Over the years, it has become de rigueur and increasingly predictable to state that “there is no military solution to the conflict” regarding Israel’s long-standing conflict with its enemies. Nonetheless, the Hamas massacre of October 7 has demonstrated that, regardless of the frequency of its usage, it is increasingly understood not to be true.
Regarding Gaza, Israel has tried any number of other solutions, whether diplomacy during the Gaza-First phase of Oslo: autonomy, disengagement, and enfranchisement. None of them worked to end Hamas’s irredentist and extremist beliefs and goals. In fact, its leadership has gone on record claiming that it was precisely these policies and the attempted enrichment of Gaza by Israel that were used to lull the Jewish State into the widely-held belief that the Islamist terror group’s military ambitions had been contained and constrained.

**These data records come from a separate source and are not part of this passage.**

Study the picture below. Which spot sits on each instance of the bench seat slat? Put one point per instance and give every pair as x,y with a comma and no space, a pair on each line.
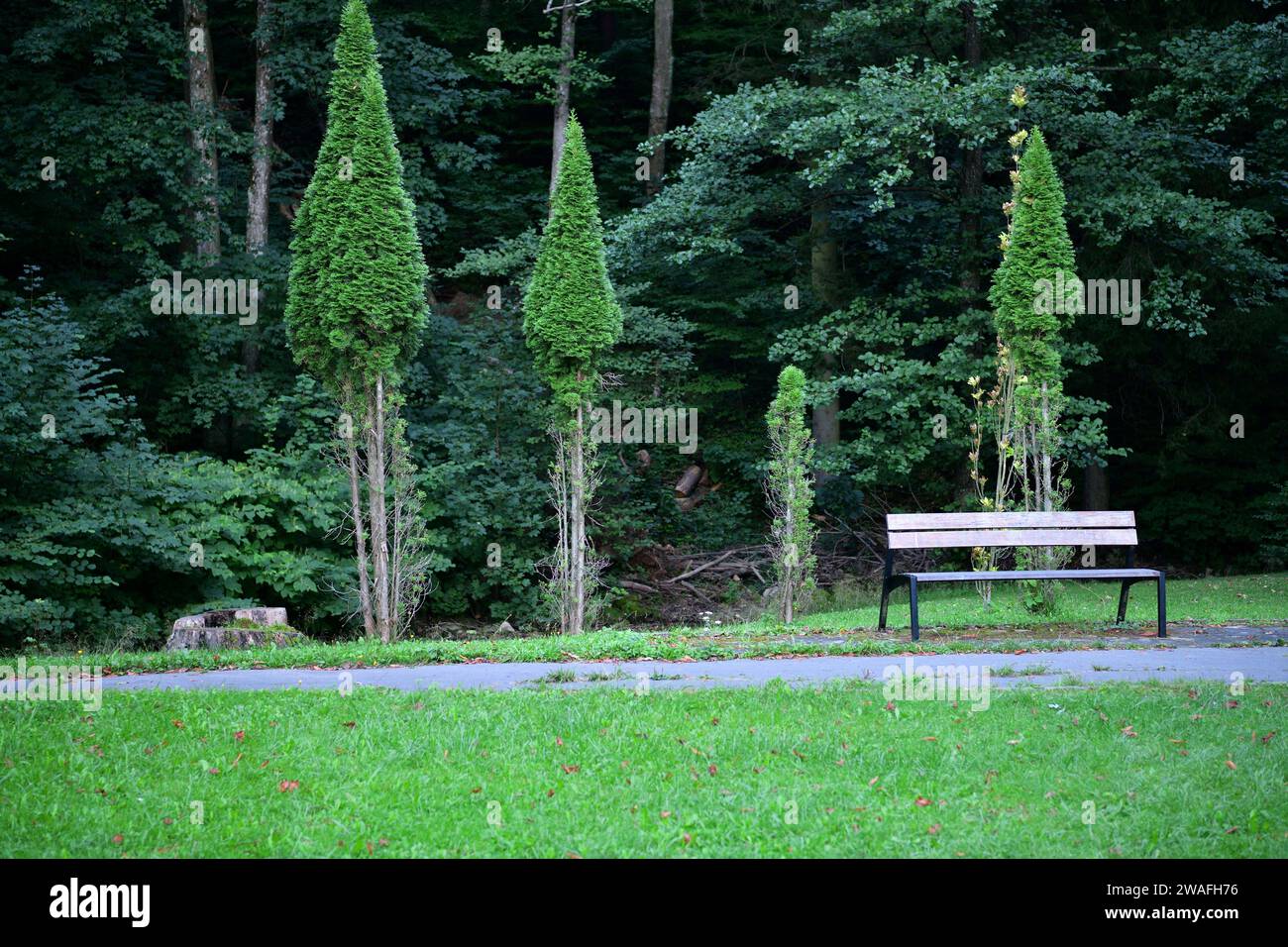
965,539
1009,575
897,522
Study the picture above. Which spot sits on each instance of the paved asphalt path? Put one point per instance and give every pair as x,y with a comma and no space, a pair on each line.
1043,669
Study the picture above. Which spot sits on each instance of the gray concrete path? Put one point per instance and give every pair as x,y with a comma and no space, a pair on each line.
1046,669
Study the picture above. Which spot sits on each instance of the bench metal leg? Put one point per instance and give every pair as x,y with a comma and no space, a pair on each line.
1122,603
912,604
887,586
1162,604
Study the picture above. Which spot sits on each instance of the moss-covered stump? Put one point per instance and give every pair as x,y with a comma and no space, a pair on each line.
231,629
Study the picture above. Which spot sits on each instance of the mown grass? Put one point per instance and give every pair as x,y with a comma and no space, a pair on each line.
1163,770
953,621
591,646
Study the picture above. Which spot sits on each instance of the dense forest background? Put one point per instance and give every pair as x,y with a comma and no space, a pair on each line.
156,464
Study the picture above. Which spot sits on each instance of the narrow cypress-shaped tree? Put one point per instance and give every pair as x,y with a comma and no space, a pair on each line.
1034,294
356,305
1037,263
790,492
571,318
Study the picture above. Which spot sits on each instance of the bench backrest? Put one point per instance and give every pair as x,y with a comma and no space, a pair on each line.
969,530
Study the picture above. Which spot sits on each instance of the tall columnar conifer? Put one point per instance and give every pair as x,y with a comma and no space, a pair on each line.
571,318
1038,249
356,304
1034,294
790,492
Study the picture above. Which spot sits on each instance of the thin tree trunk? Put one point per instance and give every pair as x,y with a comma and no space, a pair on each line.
201,101
261,169
660,101
360,540
579,523
973,172
262,153
563,90
1095,487
376,505
824,265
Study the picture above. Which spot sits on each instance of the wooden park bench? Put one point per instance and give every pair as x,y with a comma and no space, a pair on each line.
970,530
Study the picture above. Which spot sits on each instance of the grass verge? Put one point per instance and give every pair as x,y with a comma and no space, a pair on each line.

The State of Israel has been forced into the military solution to destroy Hamas because it seems that nothing short of this goal will end the threat to Israel.
Israel-Hezbollah: The Crisis on the Northern Border
On Israel’s northern border, the situation is even more complex.
Since the IDF’s retreat from southern Lebanon in 2000, the Islamic Republic of Iran’s proxy Hezbollah has entrenched itself on Israel’s northern border, threatening the Jewish State’s civilian communities.
After the Second Lebanon War, United Nations Security Council Resolution 1701 called for the disarmament of Hezbollah and no “armed forces other than UNIFIL [UN Interim Force in Lebanon]” to be based south of the Litani River” in southern Lebanon. Lebanon and Israel accepted the conditions and the Jewish state fully implemented its part of the deal – following the conflict that had been instigated by Hezbollah’s unprovoked attack. Hezbollah, however, did not disarm and instead strengthened its presence on Israel’s border – with a reported 100,000 trained fighters and a missile arsenal of around 150,000 which can reach every inch of Israeli territory with impressive accuracy. Thus, the attempted diplomatic solution to this conflict failed.
NOW THAT Hezbollah has decided to unilaterally attack the Jewish state once again, forcing Israel into evacuating around 100,000 of its citizens from the North, it is clear that this problem requires a military solution.
At the moment, US envoy Amos Hochstein is trying to find a non-military solution to this conflict, but he will likely fail.
The emphasis by the international community has been on Resolution 1701, thus aiming to adopt a strategy that has already shown its uselessness. There will be attempts to buttress UNIFIL – a peacekeeping mission established in 1978 that has singularly failed in its mission to keep the peace. UNIFIL soldiers have been constantly threatened and humiliated by Hezbollah and its only role appears to be to ensure that its own soldiers don’t get killed.